Nicole Resnick, post-doctoral fellow in the laboratory of pathology professor David L. Cooper, will receive $123,000 over three years for research on the expression and regulation of the cell adhesion molecule CD44, which is found on breast cancer cells. This molecule has many biological functions in the body's immune response to cancer.

John S. Lazo, chairperson of pharmacology, will receive $60,000 to support Robert Rice, an M.D./Ph.D. student who will be performing research on apoptosis (programmed cell death) in human breast cancer cells.

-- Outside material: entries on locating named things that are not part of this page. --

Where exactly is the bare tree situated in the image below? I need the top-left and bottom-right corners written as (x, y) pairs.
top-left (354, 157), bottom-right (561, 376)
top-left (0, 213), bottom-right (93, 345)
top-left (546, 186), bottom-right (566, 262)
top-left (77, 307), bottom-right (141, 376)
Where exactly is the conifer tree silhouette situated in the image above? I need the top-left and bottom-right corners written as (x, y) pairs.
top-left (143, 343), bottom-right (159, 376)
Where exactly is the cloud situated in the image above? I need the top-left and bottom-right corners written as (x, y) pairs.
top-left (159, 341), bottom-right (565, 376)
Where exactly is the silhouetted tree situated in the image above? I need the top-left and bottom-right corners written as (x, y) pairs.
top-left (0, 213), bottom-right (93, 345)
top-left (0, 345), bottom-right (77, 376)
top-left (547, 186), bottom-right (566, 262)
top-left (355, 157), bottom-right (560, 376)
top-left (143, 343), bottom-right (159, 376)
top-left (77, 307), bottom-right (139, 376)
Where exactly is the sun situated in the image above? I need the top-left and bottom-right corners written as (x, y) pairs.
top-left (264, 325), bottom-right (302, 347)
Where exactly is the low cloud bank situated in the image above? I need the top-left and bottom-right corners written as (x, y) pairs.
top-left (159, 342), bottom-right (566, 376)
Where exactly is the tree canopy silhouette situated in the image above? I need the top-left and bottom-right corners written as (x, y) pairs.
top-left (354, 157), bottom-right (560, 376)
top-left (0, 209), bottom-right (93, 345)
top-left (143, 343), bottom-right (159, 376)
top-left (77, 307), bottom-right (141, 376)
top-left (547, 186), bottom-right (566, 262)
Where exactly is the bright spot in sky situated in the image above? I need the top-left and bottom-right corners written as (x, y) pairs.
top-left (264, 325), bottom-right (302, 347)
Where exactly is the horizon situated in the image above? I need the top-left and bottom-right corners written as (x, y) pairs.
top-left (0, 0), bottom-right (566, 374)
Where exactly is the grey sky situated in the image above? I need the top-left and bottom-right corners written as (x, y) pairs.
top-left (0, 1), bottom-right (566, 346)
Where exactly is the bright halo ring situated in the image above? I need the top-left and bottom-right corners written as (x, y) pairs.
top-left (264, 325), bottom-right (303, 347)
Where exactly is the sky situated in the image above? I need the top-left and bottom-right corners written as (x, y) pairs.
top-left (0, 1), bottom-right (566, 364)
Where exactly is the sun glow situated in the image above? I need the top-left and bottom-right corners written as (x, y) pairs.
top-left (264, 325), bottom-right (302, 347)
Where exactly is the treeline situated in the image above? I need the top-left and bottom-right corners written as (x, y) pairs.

The project will determine whether the enzyme protein kinase C is a key signaling system in this process, thus a target for potential drugs.

Center funded to study older adults' chronic health problems The National Center for Nursing Research has awarded Pitt's School of Nursing $1.5 million to create a research center to support various studies of chronic health disorders among older adults.

The nursing school proposed the center because of the increasing prevalence of chronic health disorders contributing to premature death, reduced normal activities and economic hardships.

The center will combine an administrative core to provide overall guidance, a research-support core to store and analyze data from various studies, and a development and dissemination core to offer training and other activities to each of the studies.

Chronic health disorders are permanent and require long periods of care. Six of the 10 leading causes of death in the United States are chronic in nature, accounting for 77 percent of the mortality from natural causes and 68 percent of deaths from all causes.